What does this mean for planning gifts to nonprofits? Your millennial clients may be interested in setting up nonprofit giving vehicles earlier in their lives than some of your older clients. And because millennials tend to be better savers than their elders, it’s never too soon to discuss philanthropic intentions with your younger clients.

What’s an example of a giving technique that is well-suited for millennials?

As they build careers, switch jobs, and start businesses, millennials’ incomes may ebb and flow from year to year. This makes “bunching” through a Donor-Advised Fund at the Omaha Community Foundation very useful. Because contributions to a Donor-Advised Fund are eligible for an immediate tax deduction–but are not required to be donated from the Fund to nonprofits right away–your client can “front load” philanthropic donations into a Donor-Advised Fund at a level that takes advantage of itemizing deductions during a high-income year, and then contribute less to the Fund in lower-income years. Your client can recommend philanthropic donations from the Donor-Advised Fund to nonprofits according to the timeframe that aligns with the client’s goals for supporting those organizations, regardless of the client’s income in that particular year.
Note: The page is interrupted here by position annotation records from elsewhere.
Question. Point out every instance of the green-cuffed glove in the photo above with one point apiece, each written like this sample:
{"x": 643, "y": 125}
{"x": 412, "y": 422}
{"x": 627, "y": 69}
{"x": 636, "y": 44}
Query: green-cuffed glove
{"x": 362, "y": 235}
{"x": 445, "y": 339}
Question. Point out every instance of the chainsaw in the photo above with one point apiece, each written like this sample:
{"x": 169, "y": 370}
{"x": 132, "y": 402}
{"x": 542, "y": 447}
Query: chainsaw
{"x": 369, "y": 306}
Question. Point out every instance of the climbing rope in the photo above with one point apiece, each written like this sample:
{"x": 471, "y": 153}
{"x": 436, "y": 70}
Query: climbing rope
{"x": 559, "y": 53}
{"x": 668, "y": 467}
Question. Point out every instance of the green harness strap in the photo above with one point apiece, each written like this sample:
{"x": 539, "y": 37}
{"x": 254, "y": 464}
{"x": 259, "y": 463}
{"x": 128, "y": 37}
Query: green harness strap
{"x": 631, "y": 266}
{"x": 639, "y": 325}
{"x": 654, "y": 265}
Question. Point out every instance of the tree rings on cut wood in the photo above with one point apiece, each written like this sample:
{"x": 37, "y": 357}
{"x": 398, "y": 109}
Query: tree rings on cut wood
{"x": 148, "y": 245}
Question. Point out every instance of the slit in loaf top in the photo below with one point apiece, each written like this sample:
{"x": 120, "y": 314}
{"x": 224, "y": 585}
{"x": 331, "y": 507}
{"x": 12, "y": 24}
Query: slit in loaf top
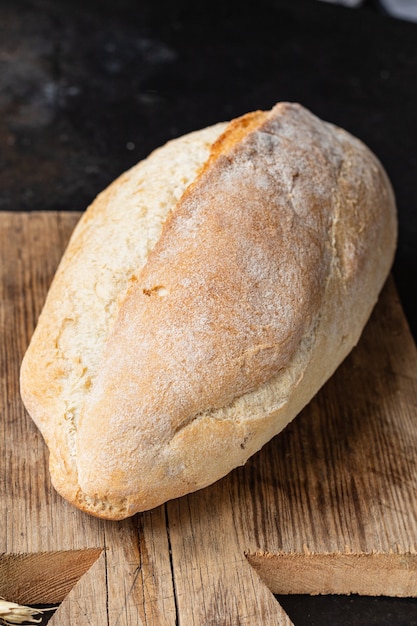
{"x": 202, "y": 301}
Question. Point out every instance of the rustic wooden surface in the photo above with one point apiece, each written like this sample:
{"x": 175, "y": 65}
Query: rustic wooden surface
{"x": 328, "y": 506}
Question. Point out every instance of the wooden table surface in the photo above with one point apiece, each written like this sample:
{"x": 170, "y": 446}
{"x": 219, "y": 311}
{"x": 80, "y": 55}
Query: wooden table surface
{"x": 329, "y": 506}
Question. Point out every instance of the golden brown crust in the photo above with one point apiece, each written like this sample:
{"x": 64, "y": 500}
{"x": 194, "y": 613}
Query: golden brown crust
{"x": 255, "y": 289}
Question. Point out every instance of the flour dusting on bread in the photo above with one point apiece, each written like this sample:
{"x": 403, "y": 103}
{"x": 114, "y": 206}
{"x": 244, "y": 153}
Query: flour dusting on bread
{"x": 202, "y": 301}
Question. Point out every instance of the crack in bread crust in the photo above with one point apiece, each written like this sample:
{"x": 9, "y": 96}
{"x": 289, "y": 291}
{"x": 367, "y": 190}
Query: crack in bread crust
{"x": 226, "y": 288}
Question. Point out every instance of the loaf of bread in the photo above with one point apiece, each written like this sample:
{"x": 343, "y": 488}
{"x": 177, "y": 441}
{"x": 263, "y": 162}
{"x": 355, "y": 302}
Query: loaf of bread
{"x": 204, "y": 298}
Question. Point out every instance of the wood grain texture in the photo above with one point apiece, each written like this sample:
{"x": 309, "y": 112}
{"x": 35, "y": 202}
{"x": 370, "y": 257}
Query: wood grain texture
{"x": 328, "y": 506}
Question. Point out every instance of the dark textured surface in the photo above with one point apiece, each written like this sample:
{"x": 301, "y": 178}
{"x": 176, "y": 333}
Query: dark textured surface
{"x": 89, "y": 88}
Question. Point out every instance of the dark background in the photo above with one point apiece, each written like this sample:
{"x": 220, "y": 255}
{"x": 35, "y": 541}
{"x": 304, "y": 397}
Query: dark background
{"x": 87, "y": 88}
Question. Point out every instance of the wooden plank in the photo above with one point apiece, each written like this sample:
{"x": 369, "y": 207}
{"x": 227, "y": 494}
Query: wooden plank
{"x": 131, "y": 578}
{"x": 328, "y": 506}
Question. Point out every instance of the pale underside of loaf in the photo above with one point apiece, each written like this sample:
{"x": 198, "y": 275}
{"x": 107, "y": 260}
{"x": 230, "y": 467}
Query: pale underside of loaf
{"x": 202, "y": 301}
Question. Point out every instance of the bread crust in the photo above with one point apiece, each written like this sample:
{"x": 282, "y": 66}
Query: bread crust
{"x": 225, "y": 312}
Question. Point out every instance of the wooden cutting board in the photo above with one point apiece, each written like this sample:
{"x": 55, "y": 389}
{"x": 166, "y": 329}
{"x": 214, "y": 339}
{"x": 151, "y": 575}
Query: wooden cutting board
{"x": 328, "y": 506}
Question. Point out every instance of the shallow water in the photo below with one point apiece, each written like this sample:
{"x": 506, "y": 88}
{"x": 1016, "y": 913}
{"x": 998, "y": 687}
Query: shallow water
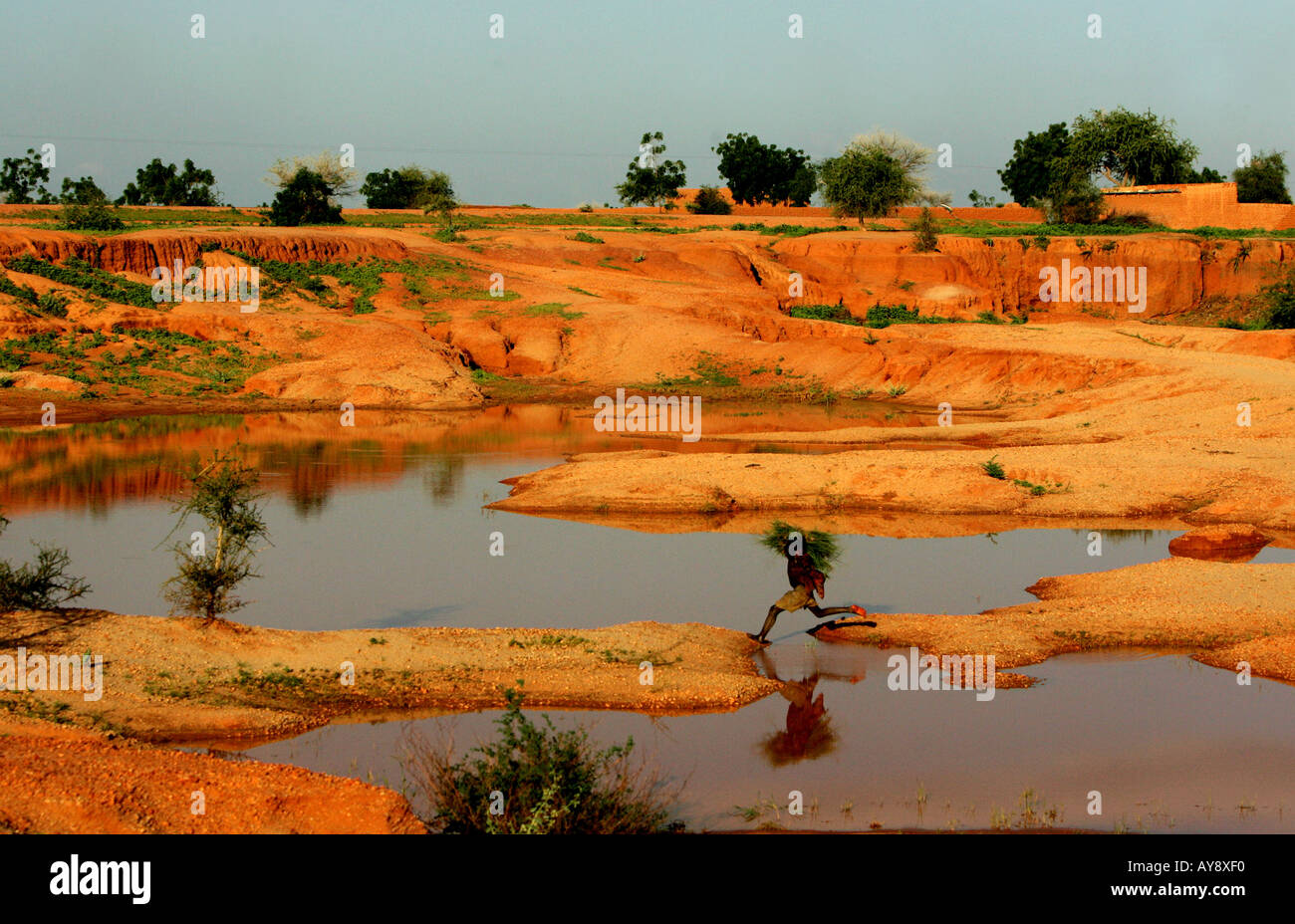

Does bunching work with long-term appreciated assets?

Yes! Although it may seem obvious to professionals in the financial world, it’s not always top of mind for your clients to remember to donate long-term appreciated assets to a Donor Advised Fund. This is especially true of millennial clients who might be reaching a point in their lives when they own stock or other appreciated assets. A long-term appreciated asset given to a Donor Advised Fund is generally deductible at the asset’s fair market value at the time of the gift. Because the appreciated assets are given to a qualified charity, the donor will not realize any capital gains at the time of the gift. Therefore, the transaction results in more dollars to support causes than your client would have had if the client had sold the asset (paid capital gains) and given the remaining proceeds to a nonprofit directly.

Does it work to give real estate?

Yes! Real estate can be an excellent long-term asset to donate to a Donor-Advised Fund at the Omaha Community Foundation, especially now. In late 2021, buying a second home appeared to be a strengthening trend. While higher interest rates and inflation might dampen that trend in the short term, the ability to work from anywhere is a reality that’s unlikely to disappear. This means even your younger clients, not just retirees, may be buying and selling second homes and rental properties. These clients could be good candidates to donate real estate to a Donor-Advised Fund. As with gifts of other long-term appreciated assets, a client’s gift of real estate to a Donor-Advised Fund at the Omaha Community Foundation is generally deductible at the asset’s fair market value at the time of the gift and avoids capital gains taxes. Thereby generating more money for causes than selling the property first and donating the proceeds.